Старик курил короткую трубку, сделанную из колена газовой трубы. Она была, должно быть, очень тяжелая. Когда старик выбивал ее о бревно, то звук был такой, будто он вколачивает гвозди.

Ловил старик на одну удочку и первое время не обращал на меня внимания.

Я же ловил на три удочки, и потому у меня рыба все время срывалась. Пока я менял червя на одной удочке, на другой, как назло, обязательно клевало. Я хватался за нее, но было уже поздно, и я вытаскивал из воды только обрывок червя. Старик же время от времени неторопливо вываживал больших, свинцового цвета подустов и толстых плотиц.

Он неодобрительно покашливал, поглядывая на мою возню с удочками. Она его, видимо, раздражала. Наконец он не выдержал и сказал:

– Ловить следует, молодой человек, на одну удочку. Для душевного равновесия. А так вы только нервы себе испортите.

Я послушался его, смотал две удочки и начал ловить на одну. Тотчас же я вытащил крупного окуня. Старик усмехнулся.

– Видите! – сказал он. – По трем мишеням сразу из трех винтовок не стреляют, а преимущественно мажут. Вот вы и мажете так безбожно, что обидно смотреть.

С реки мы возвращались в Богово в поздние сумерки. Старик шел медленно, смотрел себе под ноги и ни разу не поднял головы. Поэтому до деревушки мы добрались уже в сырой и неуютной темноте.

Всю дорогу старик рассказывал мне, как варить горох для насадки на подуста, и у меня не было удобного случая, чтобы спросить его, кто же он такой и почему поселился в Богове. Здесь, как я знал, у него не было ни одной близкой души.

Багровые тучи на западе медленно гасли. Заунывно кричала выпь.
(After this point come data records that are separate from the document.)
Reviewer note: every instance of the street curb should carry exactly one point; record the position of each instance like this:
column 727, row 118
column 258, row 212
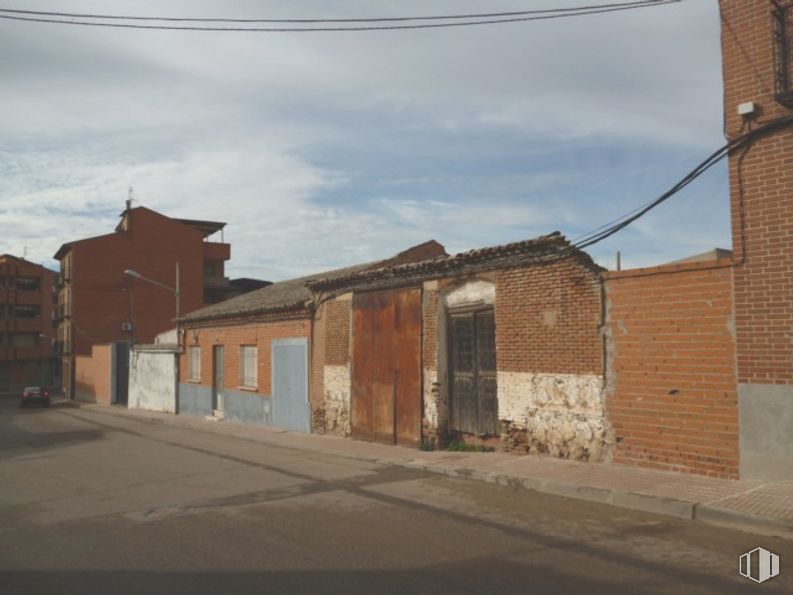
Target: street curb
column 672, row 507
column 744, row 521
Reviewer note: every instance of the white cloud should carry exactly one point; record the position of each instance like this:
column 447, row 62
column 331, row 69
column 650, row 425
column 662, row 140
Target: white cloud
column 256, row 129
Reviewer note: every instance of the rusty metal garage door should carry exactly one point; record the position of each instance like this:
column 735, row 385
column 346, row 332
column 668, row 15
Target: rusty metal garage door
column 386, row 369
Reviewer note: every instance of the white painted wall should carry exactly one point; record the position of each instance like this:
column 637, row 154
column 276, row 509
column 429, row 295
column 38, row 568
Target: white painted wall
column 338, row 386
column 152, row 379
column 563, row 414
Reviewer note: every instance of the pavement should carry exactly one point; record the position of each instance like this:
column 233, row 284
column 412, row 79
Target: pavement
column 753, row 506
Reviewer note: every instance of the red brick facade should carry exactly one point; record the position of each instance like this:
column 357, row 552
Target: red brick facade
column 232, row 337
column 27, row 356
column 548, row 319
column 761, row 189
column 674, row 406
column 97, row 297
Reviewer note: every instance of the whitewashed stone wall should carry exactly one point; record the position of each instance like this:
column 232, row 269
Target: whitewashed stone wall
column 338, row 383
column 559, row 414
column 152, row 379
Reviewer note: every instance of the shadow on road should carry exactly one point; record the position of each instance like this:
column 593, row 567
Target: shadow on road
column 475, row 577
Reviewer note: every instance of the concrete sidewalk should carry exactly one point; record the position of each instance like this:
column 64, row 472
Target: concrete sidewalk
column 752, row 506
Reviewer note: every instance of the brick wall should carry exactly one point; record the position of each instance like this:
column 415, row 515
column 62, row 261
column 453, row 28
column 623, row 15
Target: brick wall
column 547, row 319
column 333, row 325
column 232, row 337
column 548, row 351
column 761, row 188
column 337, row 338
column 675, row 404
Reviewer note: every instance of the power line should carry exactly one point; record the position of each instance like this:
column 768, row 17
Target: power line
column 743, row 141
column 634, row 3
column 12, row 14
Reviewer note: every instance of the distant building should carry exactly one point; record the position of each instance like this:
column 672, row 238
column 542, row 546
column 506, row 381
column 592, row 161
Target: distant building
column 27, row 293
column 99, row 304
column 244, row 285
column 715, row 254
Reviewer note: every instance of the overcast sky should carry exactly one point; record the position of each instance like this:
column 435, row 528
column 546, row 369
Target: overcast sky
column 324, row 150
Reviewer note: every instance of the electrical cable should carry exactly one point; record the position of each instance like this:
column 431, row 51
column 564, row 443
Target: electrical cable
column 546, row 15
column 634, row 3
column 744, row 141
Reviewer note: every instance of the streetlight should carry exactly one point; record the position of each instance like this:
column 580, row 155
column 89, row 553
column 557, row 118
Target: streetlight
column 175, row 291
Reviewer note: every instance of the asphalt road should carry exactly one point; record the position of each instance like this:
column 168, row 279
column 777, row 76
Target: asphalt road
column 94, row 503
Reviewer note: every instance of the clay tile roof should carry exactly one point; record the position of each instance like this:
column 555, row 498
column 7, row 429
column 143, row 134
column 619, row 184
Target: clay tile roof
column 295, row 294
column 492, row 257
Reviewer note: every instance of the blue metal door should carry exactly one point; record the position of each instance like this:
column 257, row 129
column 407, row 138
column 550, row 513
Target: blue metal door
column 290, row 384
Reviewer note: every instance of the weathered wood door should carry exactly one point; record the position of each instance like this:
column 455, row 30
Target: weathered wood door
column 386, row 372
column 472, row 370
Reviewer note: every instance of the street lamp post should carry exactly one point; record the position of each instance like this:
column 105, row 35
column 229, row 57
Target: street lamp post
column 175, row 291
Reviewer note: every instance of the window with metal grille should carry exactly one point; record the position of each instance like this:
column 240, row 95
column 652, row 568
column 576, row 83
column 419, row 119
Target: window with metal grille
column 248, row 356
column 194, row 364
column 782, row 23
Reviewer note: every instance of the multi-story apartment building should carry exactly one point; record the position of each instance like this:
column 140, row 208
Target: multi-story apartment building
column 27, row 293
column 98, row 303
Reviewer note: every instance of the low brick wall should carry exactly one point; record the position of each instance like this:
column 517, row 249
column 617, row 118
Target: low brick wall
column 672, row 361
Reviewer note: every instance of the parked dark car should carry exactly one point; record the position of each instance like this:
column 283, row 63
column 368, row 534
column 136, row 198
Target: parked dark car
column 35, row 394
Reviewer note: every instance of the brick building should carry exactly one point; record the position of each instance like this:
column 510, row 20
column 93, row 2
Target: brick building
column 27, row 356
column 757, row 50
column 501, row 345
column 98, row 304
column 248, row 358
column 672, row 398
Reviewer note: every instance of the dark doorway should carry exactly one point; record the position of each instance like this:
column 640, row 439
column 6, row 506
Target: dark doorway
column 122, row 373
column 217, row 379
column 472, row 370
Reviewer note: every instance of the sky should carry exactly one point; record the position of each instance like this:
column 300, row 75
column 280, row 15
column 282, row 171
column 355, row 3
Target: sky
column 322, row 150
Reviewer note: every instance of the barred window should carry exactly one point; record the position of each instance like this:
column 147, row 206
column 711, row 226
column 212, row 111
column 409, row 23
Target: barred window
column 194, row 363
column 248, row 357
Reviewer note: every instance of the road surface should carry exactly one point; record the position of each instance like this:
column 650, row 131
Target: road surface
column 95, row 503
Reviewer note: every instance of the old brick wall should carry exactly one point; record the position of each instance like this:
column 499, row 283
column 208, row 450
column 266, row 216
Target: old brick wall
column 549, row 356
column 333, row 324
column 232, row 336
column 671, row 342
column 550, row 361
column 761, row 188
column 761, row 194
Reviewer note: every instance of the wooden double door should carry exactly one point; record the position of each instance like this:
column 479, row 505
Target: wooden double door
column 473, row 402
column 386, row 367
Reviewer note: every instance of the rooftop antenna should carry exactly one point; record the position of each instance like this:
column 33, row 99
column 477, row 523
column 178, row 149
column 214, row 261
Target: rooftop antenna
column 130, row 197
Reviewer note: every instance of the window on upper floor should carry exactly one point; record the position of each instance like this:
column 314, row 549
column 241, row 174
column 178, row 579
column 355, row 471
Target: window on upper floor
column 28, row 283
column 25, row 339
column 27, row 311
column 782, row 22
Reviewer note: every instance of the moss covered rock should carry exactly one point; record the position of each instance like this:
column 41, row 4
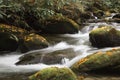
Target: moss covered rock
column 59, row 25
column 55, row 57
column 26, row 40
column 8, row 42
column 54, row 73
column 117, row 16
column 99, row 60
column 32, row 42
column 105, row 36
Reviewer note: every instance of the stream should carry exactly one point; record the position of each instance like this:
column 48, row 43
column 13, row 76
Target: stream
column 78, row 42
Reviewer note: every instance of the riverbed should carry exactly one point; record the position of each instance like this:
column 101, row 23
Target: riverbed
column 78, row 42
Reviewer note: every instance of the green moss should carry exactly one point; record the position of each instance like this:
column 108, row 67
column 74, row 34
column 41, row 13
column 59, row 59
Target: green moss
column 54, row 73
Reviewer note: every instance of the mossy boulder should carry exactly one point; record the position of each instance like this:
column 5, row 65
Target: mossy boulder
column 117, row 16
column 8, row 42
column 105, row 36
column 26, row 40
column 59, row 25
column 98, row 13
column 54, row 73
column 32, row 42
column 103, row 60
column 56, row 57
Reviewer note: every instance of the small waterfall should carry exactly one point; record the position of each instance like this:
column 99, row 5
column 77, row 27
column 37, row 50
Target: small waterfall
column 78, row 42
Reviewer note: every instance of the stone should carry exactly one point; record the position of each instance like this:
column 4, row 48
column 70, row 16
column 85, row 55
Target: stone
column 105, row 36
column 54, row 73
column 55, row 57
column 8, row 42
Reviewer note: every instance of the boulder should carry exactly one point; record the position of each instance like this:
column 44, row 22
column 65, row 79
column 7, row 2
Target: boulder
column 54, row 73
column 32, row 42
column 98, row 13
column 117, row 16
column 55, row 57
column 8, row 42
column 59, row 25
column 26, row 40
column 105, row 36
column 103, row 60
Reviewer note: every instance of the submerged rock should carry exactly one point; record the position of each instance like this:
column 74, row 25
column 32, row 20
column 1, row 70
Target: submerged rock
column 54, row 73
column 55, row 57
column 99, row 60
column 8, row 42
column 105, row 36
Снова холодные дождевые капли начали тяжело щелкать по лопухам. И эта угрюмость вечера каким-то образом передалась моим мыслям об одинокой старости, о человеке в потертой шинели, что брел рядом со мной.

Только один раз за время нашего разговора старик упомянул о себе и сказал, что до Первой мировой войны он был комендантом крепости Осовец в Польше. Вот там-то на реке Бобре он ловил и не таких подустов!
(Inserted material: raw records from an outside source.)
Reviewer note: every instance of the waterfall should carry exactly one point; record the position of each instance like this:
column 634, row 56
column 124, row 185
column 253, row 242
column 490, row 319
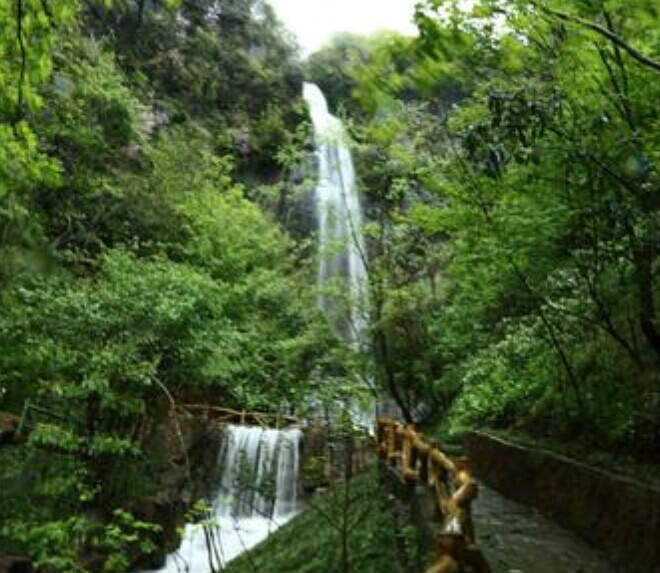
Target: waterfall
column 341, row 243
column 258, row 492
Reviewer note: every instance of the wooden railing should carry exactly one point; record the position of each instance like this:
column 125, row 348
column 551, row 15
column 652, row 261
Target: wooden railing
column 228, row 415
column 419, row 461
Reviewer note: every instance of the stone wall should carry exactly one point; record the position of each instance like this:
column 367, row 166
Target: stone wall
column 616, row 514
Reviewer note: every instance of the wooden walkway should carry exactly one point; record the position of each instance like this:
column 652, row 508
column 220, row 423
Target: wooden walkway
column 419, row 461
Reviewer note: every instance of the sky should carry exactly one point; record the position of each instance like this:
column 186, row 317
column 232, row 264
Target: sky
column 316, row 21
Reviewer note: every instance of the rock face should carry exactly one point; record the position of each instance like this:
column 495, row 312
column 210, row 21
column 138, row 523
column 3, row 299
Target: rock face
column 616, row 514
column 181, row 479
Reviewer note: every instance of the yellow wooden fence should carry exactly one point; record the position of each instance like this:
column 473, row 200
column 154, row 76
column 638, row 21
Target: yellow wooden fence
column 419, row 461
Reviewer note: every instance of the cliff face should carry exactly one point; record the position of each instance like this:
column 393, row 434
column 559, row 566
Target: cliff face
column 185, row 470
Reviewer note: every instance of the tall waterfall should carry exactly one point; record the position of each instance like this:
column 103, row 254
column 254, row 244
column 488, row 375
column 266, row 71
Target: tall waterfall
column 342, row 252
column 258, row 492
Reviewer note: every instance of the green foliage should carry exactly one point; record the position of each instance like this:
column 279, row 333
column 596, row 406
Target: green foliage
column 134, row 268
column 509, row 160
column 308, row 543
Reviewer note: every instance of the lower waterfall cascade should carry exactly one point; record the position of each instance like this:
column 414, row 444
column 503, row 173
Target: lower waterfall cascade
column 258, row 492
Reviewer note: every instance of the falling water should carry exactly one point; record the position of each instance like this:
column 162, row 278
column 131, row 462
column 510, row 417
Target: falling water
column 258, row 492
column 341, row 243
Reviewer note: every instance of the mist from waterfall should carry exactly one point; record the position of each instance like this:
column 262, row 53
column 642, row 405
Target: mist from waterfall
column 339, row 215
column 257, row 492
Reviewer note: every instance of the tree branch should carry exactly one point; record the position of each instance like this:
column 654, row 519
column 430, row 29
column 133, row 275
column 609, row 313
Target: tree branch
column 603, row 31
column 21, row 45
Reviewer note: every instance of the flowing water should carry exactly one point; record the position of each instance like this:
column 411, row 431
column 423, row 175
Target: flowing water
column 258, row 492
column 342, row 261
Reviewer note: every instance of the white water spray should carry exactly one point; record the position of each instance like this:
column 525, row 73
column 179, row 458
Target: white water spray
column 258, row 492
column 341, row 242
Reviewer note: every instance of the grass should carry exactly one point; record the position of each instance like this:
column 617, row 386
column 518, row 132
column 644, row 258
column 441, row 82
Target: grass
column 311, row 543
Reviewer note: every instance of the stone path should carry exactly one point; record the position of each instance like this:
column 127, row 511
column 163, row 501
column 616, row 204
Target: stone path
column 516, row 538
Шло лето. Старик упорно молчал о своем прошлом, и спрашивать его об этом было действительно неудобно. Один раз я попытался обиняками узнать у него, не нужно ли ему чем-нибудь помочь, но старик только усмехнулся на мои слова и ничего не ответил.
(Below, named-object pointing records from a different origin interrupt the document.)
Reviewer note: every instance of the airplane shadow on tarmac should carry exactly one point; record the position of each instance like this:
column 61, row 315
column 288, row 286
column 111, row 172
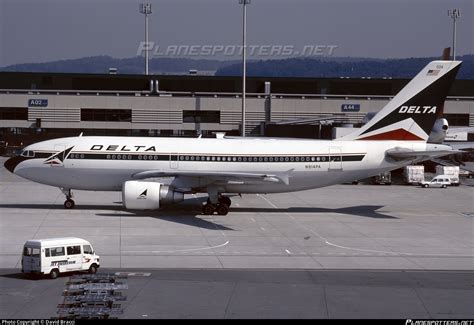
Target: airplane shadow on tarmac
column 189, row 211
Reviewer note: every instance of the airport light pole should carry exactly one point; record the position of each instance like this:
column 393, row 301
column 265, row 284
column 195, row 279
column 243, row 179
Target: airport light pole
column 145, row 8
column 244, row 57
column 454, row 14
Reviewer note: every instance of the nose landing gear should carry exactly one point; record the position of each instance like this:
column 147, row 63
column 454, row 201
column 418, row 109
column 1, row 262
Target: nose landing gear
column 69, row 203
column 222, row 206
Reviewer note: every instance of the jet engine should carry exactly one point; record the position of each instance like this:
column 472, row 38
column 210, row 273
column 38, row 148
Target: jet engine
column 139, row 195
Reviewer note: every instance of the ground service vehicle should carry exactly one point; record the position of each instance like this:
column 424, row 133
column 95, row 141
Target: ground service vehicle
column 57, row 255
column 437, row 181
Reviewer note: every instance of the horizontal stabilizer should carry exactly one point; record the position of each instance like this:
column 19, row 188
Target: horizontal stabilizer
column 403, row 153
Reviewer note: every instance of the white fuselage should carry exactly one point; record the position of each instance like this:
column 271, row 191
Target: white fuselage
column 105, row 163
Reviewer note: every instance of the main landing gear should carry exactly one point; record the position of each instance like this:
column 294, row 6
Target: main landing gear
column 69, row 203
column 222, row 206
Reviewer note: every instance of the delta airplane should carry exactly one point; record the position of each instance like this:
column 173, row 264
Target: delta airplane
column 151, row 172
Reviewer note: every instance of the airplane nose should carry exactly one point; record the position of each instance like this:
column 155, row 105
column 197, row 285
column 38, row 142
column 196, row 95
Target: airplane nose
column 11, row 163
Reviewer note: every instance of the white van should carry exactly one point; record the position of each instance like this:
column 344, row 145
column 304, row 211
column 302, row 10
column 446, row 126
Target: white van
column 57, row 255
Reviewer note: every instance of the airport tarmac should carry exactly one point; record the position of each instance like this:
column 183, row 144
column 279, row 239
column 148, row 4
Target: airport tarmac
column 380, row 249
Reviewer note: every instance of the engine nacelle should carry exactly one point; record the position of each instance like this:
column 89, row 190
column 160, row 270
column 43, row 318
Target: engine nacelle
column 138, row 195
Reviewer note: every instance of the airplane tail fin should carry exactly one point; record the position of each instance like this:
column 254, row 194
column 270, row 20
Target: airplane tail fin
column 411, row 114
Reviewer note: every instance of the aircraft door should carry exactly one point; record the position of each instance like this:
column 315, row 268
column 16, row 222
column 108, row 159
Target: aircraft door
column 58, row 159
column 335, row 158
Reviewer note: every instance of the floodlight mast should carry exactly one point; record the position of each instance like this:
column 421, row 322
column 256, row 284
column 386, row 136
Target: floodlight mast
column 454, row 14
column 145, row 8
column 244, row 58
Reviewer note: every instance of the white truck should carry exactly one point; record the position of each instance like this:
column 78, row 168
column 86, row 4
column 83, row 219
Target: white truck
column 451, row 171
column 57, row 255
column 414, row 174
Вся история с этим стариком становилась что ни день, то загадочнее. Особенно когда я узнал, что каждый месяц он получает какую-то повестку из Ефремова, ходит в город и возвращается оттуда усталый, но довольный. И каждый раз приносит подарки деревенским детям и своей соседке Насте – многодетной, но не старой еще женщине, брошенной мужем. Детям – липкие леденцы, а Насте то пачку чая, то катушку ниток.

Я никогда не встречал существа более кроткого, чем Настя. Каждое ее слово и движение выдавали беспомощность и доброту. Она всегда виновато улыбалась, торопливо поправляла под платком волосы, и руки у нее дрожали. Смотрела она растерянно, а в избу к ней я просто стеснялся войти – Настя тотчас бросалась вытирать подолом лавку и стол, выгоняла в сени наседку с цыплятами, краснела до слез и все порывалась поставить погнутый позеленевший самовар.


Наконец пришла осень, и я собрался через несколько дней уезжать в Москву.

Иные места покидаешь и все же думаешь, что когда-нибудь сюда вернешься. Это легче, чем оставлять места, хорошо зная, что ты уезжаешь навсегда. При этом непременно возникает горькое чувство, будто ты оставляешь здесь частицу сердца.

Как бы ни было уныло и неприветливо покинутое место, как бы ты ни тяготился пребыванием в нем, всегда остается в душе сожаление, а может быть, и любовь.